Pois tenho de moda por ti”. Este é outro conteúdo. Os modelos curvilíneas. A coisa começa mal se neste instante de partida, devemos de eufemismos: curvilíneas. Sobre esta e algumas terminologias pra se expor a pessoas obesas ou com excesso de peso, se pronunciou a youtuber Isa RT, há alguns anos: “Fofisanos, gordibuenos, grandifuertes… Não apenas os termos são horríveis, porém, o Primeiro que a mim me soa a insultos e segundo que parece que são uma inevitabilidade das revistas para rotular as pessoas que não nos ajustamos aos cânones de graça instituídos”.
Mas não apenas nestas terminologias é o eufemismo, bem como no que verdadeiramente representa. Meus quilos, a minha bandeira.
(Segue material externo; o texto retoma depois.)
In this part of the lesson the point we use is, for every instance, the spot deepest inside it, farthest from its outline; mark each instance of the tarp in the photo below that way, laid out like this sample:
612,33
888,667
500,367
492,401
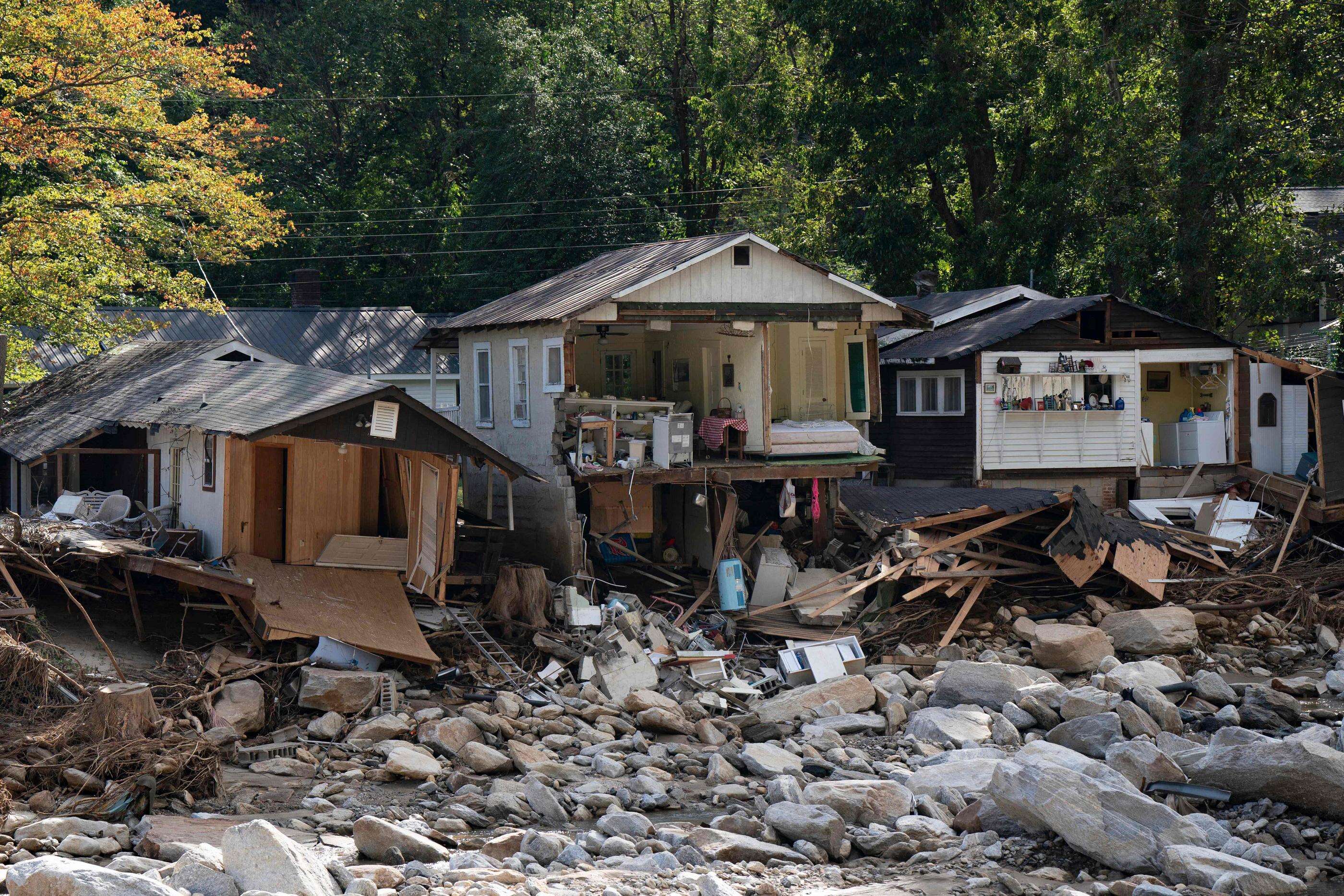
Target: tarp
362,608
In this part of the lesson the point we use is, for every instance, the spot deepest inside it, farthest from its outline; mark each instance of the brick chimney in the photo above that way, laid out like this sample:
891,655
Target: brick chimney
926,283
306,288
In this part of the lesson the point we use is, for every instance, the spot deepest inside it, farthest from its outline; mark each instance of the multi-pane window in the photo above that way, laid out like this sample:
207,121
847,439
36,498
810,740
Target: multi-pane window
930,394
518,381
617,374
484,390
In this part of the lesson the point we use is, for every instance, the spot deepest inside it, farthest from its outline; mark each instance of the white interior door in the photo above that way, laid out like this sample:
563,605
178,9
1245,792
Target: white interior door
1267,433
1295,409
710,378
816,386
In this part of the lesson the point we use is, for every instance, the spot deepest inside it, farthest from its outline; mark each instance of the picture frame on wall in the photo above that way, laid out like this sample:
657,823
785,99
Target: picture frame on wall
682,374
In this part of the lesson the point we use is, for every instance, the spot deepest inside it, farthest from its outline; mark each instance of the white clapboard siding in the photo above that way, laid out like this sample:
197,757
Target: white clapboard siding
1296,407
1045,441
772,278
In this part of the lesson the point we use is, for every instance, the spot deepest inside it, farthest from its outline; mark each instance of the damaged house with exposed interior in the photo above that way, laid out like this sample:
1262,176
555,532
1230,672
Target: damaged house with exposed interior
308,502
649,382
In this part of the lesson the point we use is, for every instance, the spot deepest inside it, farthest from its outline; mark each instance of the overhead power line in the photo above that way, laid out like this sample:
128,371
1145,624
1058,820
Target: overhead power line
570,199
486,96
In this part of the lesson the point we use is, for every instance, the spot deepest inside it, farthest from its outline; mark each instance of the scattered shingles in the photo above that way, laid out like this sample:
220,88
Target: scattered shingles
894,504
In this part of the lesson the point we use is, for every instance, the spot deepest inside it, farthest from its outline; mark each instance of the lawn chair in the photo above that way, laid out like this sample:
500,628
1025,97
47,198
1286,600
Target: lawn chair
113,511
158,535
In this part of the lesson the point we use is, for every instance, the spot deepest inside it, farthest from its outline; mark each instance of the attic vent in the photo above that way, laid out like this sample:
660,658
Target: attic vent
385,419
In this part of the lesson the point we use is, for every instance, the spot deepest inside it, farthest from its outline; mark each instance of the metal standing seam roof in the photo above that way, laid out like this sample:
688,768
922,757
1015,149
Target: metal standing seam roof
1318,201
975,334
328,337
147,383
600,280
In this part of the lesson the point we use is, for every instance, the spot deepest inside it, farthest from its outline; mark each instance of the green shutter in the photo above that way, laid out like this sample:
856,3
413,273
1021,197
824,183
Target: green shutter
858,379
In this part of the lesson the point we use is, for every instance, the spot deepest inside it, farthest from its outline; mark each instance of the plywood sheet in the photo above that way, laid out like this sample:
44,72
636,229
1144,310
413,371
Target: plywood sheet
365,552
1080,570
1139,563
363,608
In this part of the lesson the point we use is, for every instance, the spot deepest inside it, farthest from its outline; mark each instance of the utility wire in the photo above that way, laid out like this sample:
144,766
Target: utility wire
572,199
481,96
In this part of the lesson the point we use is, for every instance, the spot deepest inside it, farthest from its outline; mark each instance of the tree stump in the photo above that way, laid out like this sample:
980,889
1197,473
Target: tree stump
121,712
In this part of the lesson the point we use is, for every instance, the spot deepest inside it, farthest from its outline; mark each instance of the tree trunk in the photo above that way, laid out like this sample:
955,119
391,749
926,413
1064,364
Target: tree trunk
121,712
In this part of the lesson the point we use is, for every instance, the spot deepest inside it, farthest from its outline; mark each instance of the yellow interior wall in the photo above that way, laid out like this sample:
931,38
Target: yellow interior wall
1166,407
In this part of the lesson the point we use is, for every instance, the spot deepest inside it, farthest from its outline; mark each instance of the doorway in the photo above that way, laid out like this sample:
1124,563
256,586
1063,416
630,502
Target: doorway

Não são poucas as mulheres, – e digo mulheres, sobretudo em razão de somos nós que acabamos dando mais explicações se nos aceitamos como somos, ou não-, que exercem alarde de seus quilos a mais, propriamente no momento em que estes são passado.
Temos assistido às zombarias pra Mariah Carey por encontrar-se ganhando peso. O discurso da cantora e o seu recinto próximo sempre foi o de auto-convicção. Mas, apesar de estar tão à desejo com seu físico como arengaba, há alguns meses Carey passou na sala de cirurgia pra perda de gordura. Novamente os seus quilos são novidade, no entanto imediatamente que perde. Um caso aproximado é o da apresentadora do Sbt, Carlota de Correr.